Sir: There are moral, social, legal and technical questions involved in the north London eruv proposal (Faith & Reason, 31 May).
Is it right for a street authority to grant a licence to anybody to mark out with poles and wires an area socially, religiously and racially mixed, so that a section of the population should be enabled to ameliorate the effects of its own strict rules of Sabbath observance?
The perimeter is 12.5 miles. The "symbolic boundary" is typically formed by the permanent structures of private homes. Where there is a gap in these structures, such as at road junctions, the boundary is made continuous by "gates" comprising two poles, one on each side of the street, each within 6in of the fence or wall of the adjacent property, the owner of which is called a "frontager". The poles support a wire strung across the road at a height of about 20ft.
Can this type of eruv be constructed without enabling legislation? Apart from the single case of war memorials (for which a special Act of Parliament was necessary) symbolic structures have never been allowed on the public highways.

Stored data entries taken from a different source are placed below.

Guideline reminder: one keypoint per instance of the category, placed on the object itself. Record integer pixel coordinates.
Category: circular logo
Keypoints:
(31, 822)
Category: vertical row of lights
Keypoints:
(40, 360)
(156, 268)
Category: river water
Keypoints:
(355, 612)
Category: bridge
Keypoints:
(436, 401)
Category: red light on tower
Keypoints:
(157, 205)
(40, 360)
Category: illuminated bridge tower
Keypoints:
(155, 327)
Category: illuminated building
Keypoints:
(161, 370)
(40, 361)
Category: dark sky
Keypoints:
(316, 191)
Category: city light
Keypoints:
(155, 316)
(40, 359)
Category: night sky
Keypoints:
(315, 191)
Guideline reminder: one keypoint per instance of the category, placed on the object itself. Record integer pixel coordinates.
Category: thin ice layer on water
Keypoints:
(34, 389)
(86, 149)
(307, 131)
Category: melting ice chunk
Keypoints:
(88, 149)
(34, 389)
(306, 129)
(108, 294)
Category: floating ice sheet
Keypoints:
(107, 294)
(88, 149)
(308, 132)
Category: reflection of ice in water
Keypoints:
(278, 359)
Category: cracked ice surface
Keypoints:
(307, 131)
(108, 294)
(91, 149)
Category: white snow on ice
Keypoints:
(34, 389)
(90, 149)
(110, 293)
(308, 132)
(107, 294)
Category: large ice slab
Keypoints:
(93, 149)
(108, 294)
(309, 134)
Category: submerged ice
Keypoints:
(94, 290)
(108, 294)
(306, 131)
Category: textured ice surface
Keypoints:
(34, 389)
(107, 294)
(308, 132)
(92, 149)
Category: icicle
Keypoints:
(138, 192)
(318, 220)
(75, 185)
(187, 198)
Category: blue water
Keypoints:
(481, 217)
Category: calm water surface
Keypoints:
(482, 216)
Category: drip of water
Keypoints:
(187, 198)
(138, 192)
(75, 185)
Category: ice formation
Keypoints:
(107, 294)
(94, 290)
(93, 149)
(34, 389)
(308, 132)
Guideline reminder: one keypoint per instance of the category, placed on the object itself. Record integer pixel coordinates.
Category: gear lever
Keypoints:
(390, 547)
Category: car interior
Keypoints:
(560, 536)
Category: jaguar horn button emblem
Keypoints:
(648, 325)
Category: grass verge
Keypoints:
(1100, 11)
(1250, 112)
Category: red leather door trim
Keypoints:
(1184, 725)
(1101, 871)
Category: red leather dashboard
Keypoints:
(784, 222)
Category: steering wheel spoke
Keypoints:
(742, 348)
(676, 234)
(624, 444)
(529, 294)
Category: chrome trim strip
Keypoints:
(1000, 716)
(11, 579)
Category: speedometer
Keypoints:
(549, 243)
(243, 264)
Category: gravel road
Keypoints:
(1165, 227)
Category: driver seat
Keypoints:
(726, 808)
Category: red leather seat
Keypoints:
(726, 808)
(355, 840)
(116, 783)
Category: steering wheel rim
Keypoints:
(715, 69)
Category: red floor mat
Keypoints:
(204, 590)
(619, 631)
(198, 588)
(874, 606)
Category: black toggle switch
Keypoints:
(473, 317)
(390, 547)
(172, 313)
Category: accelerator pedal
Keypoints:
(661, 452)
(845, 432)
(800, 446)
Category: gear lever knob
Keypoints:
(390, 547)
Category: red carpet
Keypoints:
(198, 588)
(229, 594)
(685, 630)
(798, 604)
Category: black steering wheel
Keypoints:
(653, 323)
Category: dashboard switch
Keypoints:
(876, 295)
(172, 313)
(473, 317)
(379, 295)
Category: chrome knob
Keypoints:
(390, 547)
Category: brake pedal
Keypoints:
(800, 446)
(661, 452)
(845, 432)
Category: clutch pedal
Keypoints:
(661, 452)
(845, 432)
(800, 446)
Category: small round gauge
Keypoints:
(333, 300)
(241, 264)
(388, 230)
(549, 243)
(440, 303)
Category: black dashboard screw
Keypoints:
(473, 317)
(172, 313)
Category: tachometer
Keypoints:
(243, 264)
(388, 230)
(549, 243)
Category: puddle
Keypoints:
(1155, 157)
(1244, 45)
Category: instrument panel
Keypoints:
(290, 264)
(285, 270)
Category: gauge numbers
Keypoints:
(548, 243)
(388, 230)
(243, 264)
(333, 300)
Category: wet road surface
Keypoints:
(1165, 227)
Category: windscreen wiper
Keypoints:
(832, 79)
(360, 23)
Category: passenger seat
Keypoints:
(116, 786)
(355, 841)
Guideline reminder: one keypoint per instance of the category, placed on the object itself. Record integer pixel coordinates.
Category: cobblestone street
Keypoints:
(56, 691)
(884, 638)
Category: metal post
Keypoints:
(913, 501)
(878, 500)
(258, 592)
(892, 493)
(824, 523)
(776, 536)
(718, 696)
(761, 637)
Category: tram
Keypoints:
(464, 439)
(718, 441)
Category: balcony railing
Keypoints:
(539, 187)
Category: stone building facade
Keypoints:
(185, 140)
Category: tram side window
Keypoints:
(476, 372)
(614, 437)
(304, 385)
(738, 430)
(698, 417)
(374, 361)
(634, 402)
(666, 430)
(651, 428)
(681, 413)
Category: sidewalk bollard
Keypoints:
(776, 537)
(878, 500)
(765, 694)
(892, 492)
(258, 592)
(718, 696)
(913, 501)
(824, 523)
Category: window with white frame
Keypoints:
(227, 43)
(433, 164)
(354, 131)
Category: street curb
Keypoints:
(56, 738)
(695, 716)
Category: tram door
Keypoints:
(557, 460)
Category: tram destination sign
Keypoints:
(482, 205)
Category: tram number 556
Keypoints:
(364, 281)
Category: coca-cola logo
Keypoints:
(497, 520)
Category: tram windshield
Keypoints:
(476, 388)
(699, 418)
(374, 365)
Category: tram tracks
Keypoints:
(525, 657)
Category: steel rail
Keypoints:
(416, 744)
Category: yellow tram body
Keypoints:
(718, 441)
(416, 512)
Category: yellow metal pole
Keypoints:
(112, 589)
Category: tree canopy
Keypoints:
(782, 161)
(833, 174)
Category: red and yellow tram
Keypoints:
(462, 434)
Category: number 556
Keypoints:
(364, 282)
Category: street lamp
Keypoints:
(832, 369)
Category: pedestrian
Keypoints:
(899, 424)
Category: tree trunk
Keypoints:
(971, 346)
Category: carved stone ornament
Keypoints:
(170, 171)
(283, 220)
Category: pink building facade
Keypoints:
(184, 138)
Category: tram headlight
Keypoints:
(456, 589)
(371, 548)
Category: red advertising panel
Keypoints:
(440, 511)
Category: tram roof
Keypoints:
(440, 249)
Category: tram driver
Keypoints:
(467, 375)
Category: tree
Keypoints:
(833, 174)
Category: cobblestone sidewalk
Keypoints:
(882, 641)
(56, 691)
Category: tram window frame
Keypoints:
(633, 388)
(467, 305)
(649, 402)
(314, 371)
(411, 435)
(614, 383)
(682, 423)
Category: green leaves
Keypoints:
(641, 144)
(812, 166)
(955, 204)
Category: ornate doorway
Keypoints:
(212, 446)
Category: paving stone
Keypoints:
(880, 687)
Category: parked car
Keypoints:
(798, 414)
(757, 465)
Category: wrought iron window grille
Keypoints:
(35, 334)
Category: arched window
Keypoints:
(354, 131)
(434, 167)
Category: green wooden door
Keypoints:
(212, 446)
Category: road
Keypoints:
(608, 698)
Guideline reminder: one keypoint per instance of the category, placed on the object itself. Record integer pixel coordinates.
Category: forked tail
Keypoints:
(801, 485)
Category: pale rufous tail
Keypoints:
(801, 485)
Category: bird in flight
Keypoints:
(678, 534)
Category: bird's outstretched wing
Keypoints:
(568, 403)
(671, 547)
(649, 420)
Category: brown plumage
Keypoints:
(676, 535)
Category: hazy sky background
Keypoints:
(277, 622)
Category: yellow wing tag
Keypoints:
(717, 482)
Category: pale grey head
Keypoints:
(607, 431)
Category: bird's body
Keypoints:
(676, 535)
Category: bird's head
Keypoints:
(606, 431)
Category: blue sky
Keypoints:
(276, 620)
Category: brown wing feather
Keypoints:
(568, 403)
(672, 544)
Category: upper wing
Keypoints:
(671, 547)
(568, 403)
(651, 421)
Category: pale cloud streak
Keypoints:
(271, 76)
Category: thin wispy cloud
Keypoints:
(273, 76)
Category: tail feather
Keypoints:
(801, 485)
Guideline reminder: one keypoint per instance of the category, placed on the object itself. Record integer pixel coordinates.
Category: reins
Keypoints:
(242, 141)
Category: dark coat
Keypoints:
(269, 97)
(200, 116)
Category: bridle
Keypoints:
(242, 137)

Can the eruv be constructed without the effective consent of the 80 or so frontagers, who regard themselves as the primary victims of the proposal? Would an angry frontager who removed an unwanted pole from his boundary be a vandal or a civil rights demonstrator?
Behind Matthew Kalman's sneers at the "comfort-seeking residents of Hampstead Garden Suburb" lies the campaign to intimidate reasoned opponents by dubbing eruv opposition as anti-Semitic.